What do we make of this information? Well. We suspected that these lacustrine seds were related to damming by the West Crater flow. Given their distribution with respect to the upstream face of that flow this seems like a valid assumption. However, these ages are far younger than the likely age of the West Crater flow. That is a problem. Also, the samples cover a large range of elevation. I expected that there would possibly be a correlation between the elevation of the sample below the likely dam and its age. This is not the case. Check the figure below for a visual cross-check:This figure is a profile from the 10 m DEM data. The profile hits the four sample spots in the area. The geology is schematic (obviously) and hastily drawn (more obviouslyer).

Note the large elevation range of the three sample areas*. Each sample is denoted by a yellow circle (excpet the highest circle, that is a gravel deposit that wasn't sampled). We are still awaiting an identification of an obvious tephra bed that was sampled below the lowest OSL sample. Sent that (and all others) to WSU in early August....USGS has been sitting on it for over a year.
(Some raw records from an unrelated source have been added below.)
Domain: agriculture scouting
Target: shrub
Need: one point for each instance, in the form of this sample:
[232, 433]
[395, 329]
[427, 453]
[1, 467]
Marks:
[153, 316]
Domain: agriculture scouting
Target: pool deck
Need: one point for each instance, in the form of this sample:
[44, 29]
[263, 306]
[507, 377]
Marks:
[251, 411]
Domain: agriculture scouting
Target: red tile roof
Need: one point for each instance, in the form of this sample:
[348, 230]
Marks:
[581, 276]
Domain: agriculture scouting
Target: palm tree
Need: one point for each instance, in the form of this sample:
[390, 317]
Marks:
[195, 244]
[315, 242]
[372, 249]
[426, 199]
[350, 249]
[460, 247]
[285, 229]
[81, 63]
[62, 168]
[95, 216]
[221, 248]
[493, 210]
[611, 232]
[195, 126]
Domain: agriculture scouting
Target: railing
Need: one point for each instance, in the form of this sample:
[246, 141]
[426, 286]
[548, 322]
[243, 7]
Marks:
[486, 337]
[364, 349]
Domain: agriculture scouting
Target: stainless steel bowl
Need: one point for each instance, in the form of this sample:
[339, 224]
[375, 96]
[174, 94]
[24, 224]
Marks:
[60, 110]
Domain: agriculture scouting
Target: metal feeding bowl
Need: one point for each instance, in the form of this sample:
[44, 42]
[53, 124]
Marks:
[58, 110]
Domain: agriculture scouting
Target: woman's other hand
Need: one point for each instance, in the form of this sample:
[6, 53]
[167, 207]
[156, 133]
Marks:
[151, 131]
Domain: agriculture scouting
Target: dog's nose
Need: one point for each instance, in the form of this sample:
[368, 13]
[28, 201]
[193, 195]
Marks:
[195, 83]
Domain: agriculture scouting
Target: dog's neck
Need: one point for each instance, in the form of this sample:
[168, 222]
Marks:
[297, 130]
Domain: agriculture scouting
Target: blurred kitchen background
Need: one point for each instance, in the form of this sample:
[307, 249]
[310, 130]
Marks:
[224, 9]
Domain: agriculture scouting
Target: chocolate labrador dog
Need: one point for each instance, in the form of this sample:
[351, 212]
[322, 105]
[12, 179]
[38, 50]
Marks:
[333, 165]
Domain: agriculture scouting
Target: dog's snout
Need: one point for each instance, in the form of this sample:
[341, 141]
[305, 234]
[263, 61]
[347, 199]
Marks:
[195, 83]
If that comes back with a confident ID, then we will have some additional perspective on the OSL data. Any thoughts? Break down and add to the blog....

*I have wondered aloud on numerous occassions about the lowest one...possibly related to landslide dam? Its elevation is pretty low relative to the sublava paleochannel of Ryegrass Creek. The paleotopography implied by this (if related to West Crater) is pretty deep.

Monday, October 20, 2008

Topo Profiles in Study Area

I whipped up these images while revisiting the mapping in earnest today. These can be made in seconds using GlobalMapper. All offer some insights and are interesting to consider. We need to choose some key ones to illustrate with stratigraphy etc. If you lose your bearings, just click to go to the online album and check the map.

Monday, October 13, 2008

Precision GPS Data from Dogleg Bend

Last week, I spent some time collecting presumably high-precision GPS data with my new Trimble GeoXH unit. The first dataset that I have corrected is from Dogleg. Now we have some pretty robust numbers for incision rate calculations.

Grand Yeehow challenge. Someone out there break down and do the calculations. Post it to the blog and ruminate on it. My guess is that it will be sort of high.